Sport

Country loved Lou too

by
May 18, 2017

Football legend and media pioneer Lou Richards passed away on May 8. Picture: AAP.

Like any country town associated with football, Yarrawonga and Mulwala have many people who possess so many fond and funny memories of Lou Richards who passed away on Monday, May 8 aged 94 years.

“Lou was a legend of Collingwood Football Club, became a media legend and was an icon,” passionate Pies supporter and a former boxer John (Jinx) Clarke told the Yarrawonga Chronicle.

“His television appearances on World of Sport on a Sunday (Channel 7) were legendary. The show covered football, the trots, boxing, wood chopping, handball competitions. No show’s come near it since those 1960 and 1970s and never ever will.”

Jinx recalled some times in the 1960s and 1970s. “Lou was a good mate of ‘Squizzy’ Squires (star local and Melbourne footballer) who came and starred in Yarrawonga/Mulwala. Word has it that Squizzy used to go shooting and he’d take ducks and chooks to Lou.

“Lou was in Yarrawonga for a charity function in the 1960s that I attended and he was terrific.”

Lou was very supportive of umpires according to former VFL umpire Ken Norris who loves playing golf on our three 18-holes courses.

“He never bagged them to my recollection,” Ken, who umpired 12 senior games in the 1970s and is with the A.I.S. in Canberra, said. “Lou was always very supportive when the umpires had a fundraising run for the Royal Children’s Hospital and other charities. He and Jeff Crouch (former top senior umpire) were good mates through the media. Lou realised we had a tough job.”

The dynamic little rover played 250 games with Collingwood and captained the 1953 premiership team. He always defended his players or subsequent Pies footballers if he felt it was justified.

“He’d come into the rooms before the game,” Paul Walker, who was the first person to kick at goal at VFL Headquarters at Waverley with Collingwood Reserves before he played three senior games with the Pies, said.

Lou was commentating those three games. “This day I was playing against a bloke called Brown, I think, from Hawthorn and I tackled him in their goal-square and the umpire paid a freekick to him, much to my disbelief. I heard after the game Lou also disagreed with the umpire and said ‘That was a fair tackle by young Walker’. Lou was only a little fellow but walked tall and was held in such high regard at Collingwood.”

Numerous funny tales are told in the book, The Footballer Who Laughed, compiled by Lou and assisted by the great sporting scribe Tom Prior. One such occasion was when Yarrawonga’s Peter (Crackers) Keenan was playing for Essendon against Hawthorn. Crackers and his opponent, Don Scott were the best of enemies, belting hell out of each other as usual.

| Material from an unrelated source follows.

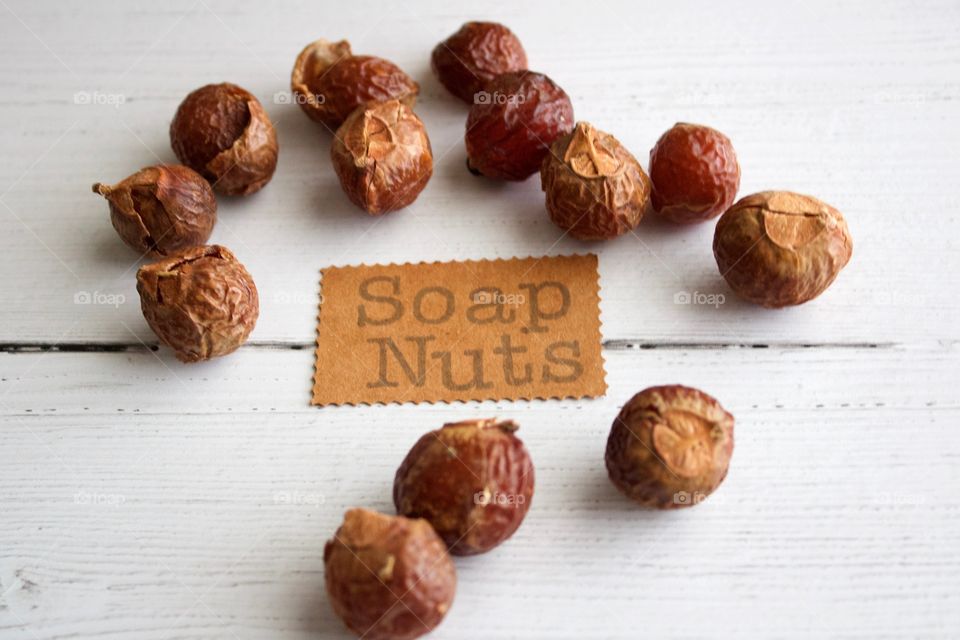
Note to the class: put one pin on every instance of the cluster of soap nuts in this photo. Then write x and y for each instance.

The free kicks were going Scotty’s way, however, Crackers objected in his usual forthright fashion. “How about giving me a go?” he shouted at field umpire Glen James, an aboriginal from Shepparton way who has played golf at Yarrawonga/Mulwala Golf Club Resort.  “I’m black and blue from Scott’s punches and you’re doing nothing about it.”

“Stop your whingeing,” James shouted back. “I’m black all over and you don’t hear me squealing for free kicks.”

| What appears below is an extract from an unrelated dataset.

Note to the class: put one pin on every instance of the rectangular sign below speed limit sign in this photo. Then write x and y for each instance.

In the 1960s in the VFL night series for those sides which did not make the top four - and therefore did not make the finals - I went to a South Melbourne/Footscray game to see the reigning AFL premiers, the mighty Doggies. Entering the Lakeside ground at Albert Park, I noticed Lou walking in with other commentators who included Bobby Davis and I asked Lou who he thought would win. “Who’s playing?” he replied.

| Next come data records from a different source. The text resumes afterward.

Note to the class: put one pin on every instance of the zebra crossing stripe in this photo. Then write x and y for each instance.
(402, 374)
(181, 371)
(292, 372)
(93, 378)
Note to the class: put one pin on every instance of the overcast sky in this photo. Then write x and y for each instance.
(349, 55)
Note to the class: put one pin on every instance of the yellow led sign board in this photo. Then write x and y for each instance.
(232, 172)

After a magnificent playing career, Lou endeared himself to supporters of all football clubs. The excitement and fun he brought to households via television, especially Thursday night footy teams with Jack Dyer and Bobby Davis, Sunday morning’s World of Sport and his broadcasting of games, will never be bettered.

He was a football media pioneer who opened up so many career paths for retired footballers. Lou will be sadly missed.